The last people you'd trust with knowing how to handle fixing such poorly-designed programs are 12 members of Congress- Democratic or Republican.

But the larger issue is that Reid and other Senators are so conceited as to think that creating a sub-Congress to do what they don't seem to be able to do is acceptable to voters. They duck doing their jobs, then think that by some sleight of hand, they can fool voters.

Let's replace every one of the bastards in the Senate- or House- who dares vote for such a contemptible way out of just fixing the massive entitlement mistakes in Congress, in the open, as they all were elected to do.

Monday, July 25, 2011

Dick Morris On The Undecided

I've been meaning to write this post for a week or more.

Last week, or maybe the one before, Dick Morris provided some fascinating insights on presidential election polls in one of his frequent appearances on Sean Hannity's Fox News program.

As a veritable flood of polls spew weekly, during the maneuvering over the debt limit, pundits spin the results to their particular viewpoint.

Many on the left note that no Republican challengers yet can outpoll Wonderboy. Those on the right take solace that the president's approval numbers are low and falling, his election poll results are below 50%, and it's still over a year before the election.

What Morris said is that 80% of those marked undecided in polls break for the challenger. He remarked that he used to tell Clinton this during his election campaigns, based on research Morris has done on elections stretching back to 1960.

As Morris describes it, undecided voters' dispositions toward a sitting president are like a spouse who is undecided on whether s/he'd remarry the other spouse. Simply being undecided at that point is effectively rejecting the incumbent.

Thus, most of the polls showing Republicans losing with numbers like 47% to 37% leave 16% undecided. Of those, more than 12% will go for the challenger, making the poll really 47% for Wonderboy vs. at least 49% for the Republican.

Something important to recall as the GOP field fills out and gets down to work for 2012. And clearly worrisome for Wonderboy.

Sunday, July 24, 2011

"Super Congress" & Wonderboy's State of Denial

It's incredible to listen to Wonderboy's comments in his increasingly-frequent public appearances which indicate he's in denial about his responsibility for the current debt limit problem.

Speaking as if some unnamed third party embarked on the orgy of borrowing and spending which the First Rookie led since his election, he now complains that Republicans won't just raise taxes and the debt limit so he can continue to destroy the American economy.

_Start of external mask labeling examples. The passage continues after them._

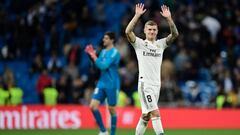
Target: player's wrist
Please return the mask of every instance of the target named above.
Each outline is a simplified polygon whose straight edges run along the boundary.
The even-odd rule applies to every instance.
[[[136,13],[134,17],[139,18],[141,17],[141,14]]]
[[[166,17],[167,21],[172,21],[172,17],[169,16],[169,17]]]

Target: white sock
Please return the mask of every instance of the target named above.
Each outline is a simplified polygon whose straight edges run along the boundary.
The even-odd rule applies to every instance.
[[[163,134],[163,127],[160,117],[154,117],[152,118],[152,125],[153,129],[156,133],[156,135],[162,135]]]
[[[148,121],[145,121],[142,118],[140,118],[136,127],[135,135],[143,135],[144,132],[146,131],[147,124],[148,124]]]

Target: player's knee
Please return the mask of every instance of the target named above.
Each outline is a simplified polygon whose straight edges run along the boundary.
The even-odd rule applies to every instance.
[[[148,114],[142,114],[142,119],[145,120],[145,121],[149,121],[151,118],[151,114],[148,113]]]
[[[152,117],[160,117],[159,110],[154,110],[151,112],[151,114],[152,114]]]
[[[108,109],[109,109],[109,112],[110,112],[111,115],[116,114],[115,106],[109,106]]]
[[[89,105],[91,110],[97,110],[98,109],[98,104],[95,102],[91,102]]]

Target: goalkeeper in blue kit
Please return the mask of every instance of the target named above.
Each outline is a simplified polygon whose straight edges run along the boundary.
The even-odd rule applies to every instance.
[[[94,90],[90,108],[93,116],[100,128],[99,135],[108,135],[101,114],[98,110],[99,105],[107,99],[108,109],[111,114],[111,135],[116,133],[117,116],[116,104],[118,92],[120,89],[120,78],[118,74],[118,65],[120,62],[120,54],[114,47],[115,34],[106,32],[103,37],[103,49],[97,57],[92,45],[87,45],[85,52],[89,54],[94,61],[94,65],[101,70],[101,76]]]

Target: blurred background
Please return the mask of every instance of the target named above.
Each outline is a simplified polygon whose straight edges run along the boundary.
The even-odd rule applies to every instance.
[[[172,11],[180,36],[162,63],[159,105],[237,108],[240,105],[240,2],[238,0],[1,0],[0,104],[88,105],[99,71],[84,52],[99,50],[106,31],[117,34],[121,53],[119,106],[139,107],[136,55],[124,34],[135,4],[143,25],[169,34],[160,5]]]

Hasn't it occurred to people, especially Wonderboy, that if he hadn't demanded the stimulus, the health care bill and other activities which have swelled federal spending to 24% of GDP, we wouldn't need to be raising the debt limit?

Personally, as I wrote in this post last Sunday on my companion business blog, it could well be that a temporary default would be a good thing if it leads to permanently-reduced federal spending and borrowing.

On that theme, I find the Senate's floating of the concept of a 'Super Congress' of a dozen members drawn from the two parties and each chamber, equally, to wrestle with spending and debt problems, to be the height of both arrogance and evasion of responsibility.

I think American voters are tiring of so many important fiscal decisions taking place among a few legislators behind closed doors. If I were cynical, I'd suggest this Super Congress is an attempt to freeze out the influence of the Tea Party movement.

Of course, one wonders if it's even Constitutional. For sure, it's yet another sign that our elected Congress members can't seem to just do their job, and look to endlessly pass the buck to various Commissions, study groups, committees and such.

I know all about the military base-closing commission. But this isn't something relatively tangential as that was. This topic- spending and borrowing to fund it- is now central to the American economy and national politics and government.

Allowing 12 people, out of 535, to decide how to do that, is to effectively nullify the other 523. It's wrong and cowardly.